As member-owned collaboratives, credit unions are an ideal setting to bring together individual people and data points to accomplish more for the majority. Here, managers in key business intelligence roles at six cooperatives share how they build and sustain those connections.
GROW FINANCIAL FCU
Daniel Hirschlein has been with GROW Financial Federal Credit Union ($3.3B, Tampa, FL) since 2008, including the past seven years as assistant vice president of enterprise analytics.
How do you forge productive working relationships with the end-users of your business intelligence?
Daniel Hirschlein: The end-users of our business intelligence — our data consumers — need data that supports decision-making in their line of business. The best way to forge productive working relationships is to collaborate with them as partners, understand their pain points, and look for ways to align the tactical nature of their data use to overall strategic goals. We take the approach of “teaching our data consumers to fish,” meaning we will supply the tools and provide a level of training to enable them to access the data themselves, helping to empower them to be even better subject matter experts in their areas.

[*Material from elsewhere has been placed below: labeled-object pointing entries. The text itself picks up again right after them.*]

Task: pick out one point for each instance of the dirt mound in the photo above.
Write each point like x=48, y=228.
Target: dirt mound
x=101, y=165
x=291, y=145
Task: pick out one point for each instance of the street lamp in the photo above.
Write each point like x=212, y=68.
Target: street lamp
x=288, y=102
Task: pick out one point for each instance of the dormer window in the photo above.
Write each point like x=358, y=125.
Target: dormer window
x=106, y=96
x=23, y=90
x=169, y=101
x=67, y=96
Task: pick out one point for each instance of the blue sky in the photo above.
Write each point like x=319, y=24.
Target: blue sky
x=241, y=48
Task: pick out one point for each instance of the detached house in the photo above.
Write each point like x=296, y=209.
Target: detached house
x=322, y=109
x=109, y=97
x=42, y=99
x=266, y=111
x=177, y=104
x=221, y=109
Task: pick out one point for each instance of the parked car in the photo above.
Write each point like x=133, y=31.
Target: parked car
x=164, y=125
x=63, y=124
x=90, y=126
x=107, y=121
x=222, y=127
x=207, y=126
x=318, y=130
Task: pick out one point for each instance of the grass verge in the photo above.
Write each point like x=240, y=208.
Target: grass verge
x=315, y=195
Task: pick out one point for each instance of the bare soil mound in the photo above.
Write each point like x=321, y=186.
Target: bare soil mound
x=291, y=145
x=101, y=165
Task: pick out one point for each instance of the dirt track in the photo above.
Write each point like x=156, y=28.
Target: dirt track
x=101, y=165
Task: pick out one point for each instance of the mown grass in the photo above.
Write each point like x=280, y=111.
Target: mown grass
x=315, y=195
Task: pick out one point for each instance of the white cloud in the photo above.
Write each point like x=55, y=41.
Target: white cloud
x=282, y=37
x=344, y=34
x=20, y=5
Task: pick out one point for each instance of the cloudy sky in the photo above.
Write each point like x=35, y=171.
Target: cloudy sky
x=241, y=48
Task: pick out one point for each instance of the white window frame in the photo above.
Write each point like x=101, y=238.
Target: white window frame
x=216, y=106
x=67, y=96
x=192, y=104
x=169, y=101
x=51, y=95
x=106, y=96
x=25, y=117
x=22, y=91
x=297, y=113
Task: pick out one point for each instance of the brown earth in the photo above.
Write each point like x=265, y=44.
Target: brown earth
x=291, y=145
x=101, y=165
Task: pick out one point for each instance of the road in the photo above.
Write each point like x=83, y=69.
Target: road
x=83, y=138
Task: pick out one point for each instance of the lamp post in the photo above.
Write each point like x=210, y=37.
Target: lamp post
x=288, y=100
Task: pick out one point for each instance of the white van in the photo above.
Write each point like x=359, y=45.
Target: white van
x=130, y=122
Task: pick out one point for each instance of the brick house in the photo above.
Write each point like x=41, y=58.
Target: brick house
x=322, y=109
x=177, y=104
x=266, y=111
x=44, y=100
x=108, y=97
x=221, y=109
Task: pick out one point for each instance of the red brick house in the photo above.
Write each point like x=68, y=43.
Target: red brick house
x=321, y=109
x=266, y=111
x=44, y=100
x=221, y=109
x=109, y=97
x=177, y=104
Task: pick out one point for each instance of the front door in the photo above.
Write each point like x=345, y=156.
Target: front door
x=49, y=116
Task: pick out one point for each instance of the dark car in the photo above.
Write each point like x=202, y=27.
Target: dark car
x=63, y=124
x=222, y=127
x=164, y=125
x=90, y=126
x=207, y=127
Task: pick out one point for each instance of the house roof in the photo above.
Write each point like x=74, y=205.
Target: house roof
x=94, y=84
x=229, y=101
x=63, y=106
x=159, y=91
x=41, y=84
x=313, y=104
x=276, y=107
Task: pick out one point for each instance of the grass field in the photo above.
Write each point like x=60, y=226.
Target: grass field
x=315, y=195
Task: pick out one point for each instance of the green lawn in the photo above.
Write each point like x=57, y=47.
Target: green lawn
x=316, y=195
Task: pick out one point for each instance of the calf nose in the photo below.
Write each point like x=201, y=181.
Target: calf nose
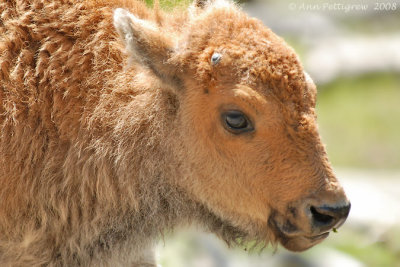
x=326, y=217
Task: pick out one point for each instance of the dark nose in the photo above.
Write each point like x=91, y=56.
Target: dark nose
x=326, y=217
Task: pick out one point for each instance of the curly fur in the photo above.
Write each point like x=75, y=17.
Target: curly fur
x=94, y=164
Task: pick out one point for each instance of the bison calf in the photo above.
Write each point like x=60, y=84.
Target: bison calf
x=119, y=122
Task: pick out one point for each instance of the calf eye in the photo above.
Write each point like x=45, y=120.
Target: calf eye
x=236, y=122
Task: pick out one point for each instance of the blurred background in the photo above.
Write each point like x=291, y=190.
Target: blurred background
x=352, y=51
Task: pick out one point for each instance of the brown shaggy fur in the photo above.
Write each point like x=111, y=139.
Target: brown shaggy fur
x=99, y=157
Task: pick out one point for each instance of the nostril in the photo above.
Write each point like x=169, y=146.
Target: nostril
x=320, y=218
x=326, y=217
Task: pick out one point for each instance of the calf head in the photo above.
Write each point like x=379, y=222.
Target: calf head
x=248, y=139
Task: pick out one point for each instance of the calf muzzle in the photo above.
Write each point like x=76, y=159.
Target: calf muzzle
x=324, y=218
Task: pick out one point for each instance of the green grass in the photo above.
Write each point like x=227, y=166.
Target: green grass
x=359, y=120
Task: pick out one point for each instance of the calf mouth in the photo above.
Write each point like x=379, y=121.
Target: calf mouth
x=294, y=239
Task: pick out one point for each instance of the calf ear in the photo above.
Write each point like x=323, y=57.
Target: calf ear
x=146, y=44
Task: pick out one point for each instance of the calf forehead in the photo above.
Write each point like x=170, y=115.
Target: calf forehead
x=253, y=55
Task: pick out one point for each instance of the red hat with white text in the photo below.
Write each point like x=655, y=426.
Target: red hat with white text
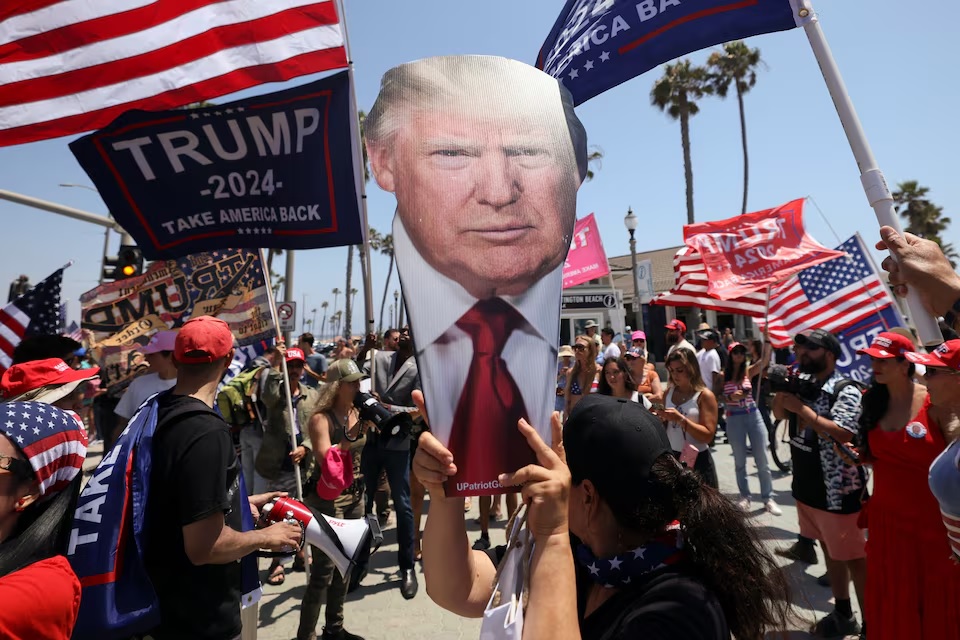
x=888, y=345
x=946, y=355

What is the most effective internal partnership you have with other departments, and why?
DH: We recently staffed our credit union to support three areas of our data strategy: infrastructure, architecture, and consumption. Infrastructure is supported by our database administrator, whose responsibility is to prepare, aggregate, and store the data from all the credit union’s data source catalog in addition to supporting our operational database systems.
Architecture is supported by our data architect, who designs and loads the enterprise data warehouse using the prepped data from the infrastructure area.
Lastly, consumption is supported by the enterprise analytics team along with the data power users within each line of business. Our responsibility is to not only surface the data within the enterprise data warehouse in reporting and dashboards but also provide a feedback loop to the architecture so it continues to support the data use cases of the business.
What project is the biggest accomplishment for BI work at your credit union? What impact did it have on the credit union’s ability to improve member service?
DH: Our analytics strategy has been to gain a better understanding of how Grow Financial operates, with the goal of achieving predictable financial performance. Developing analytics and insights around our lending portfolio has allowed us to understand lifetime financial performance of each product. Looking at our lending practices to understand the number of applications we receive, our approval rate, and the funding rate combined with the ongoing performance and disposition of the asset has allowed us to provide more competitive rates to our members and has allowed us to take on additional risk.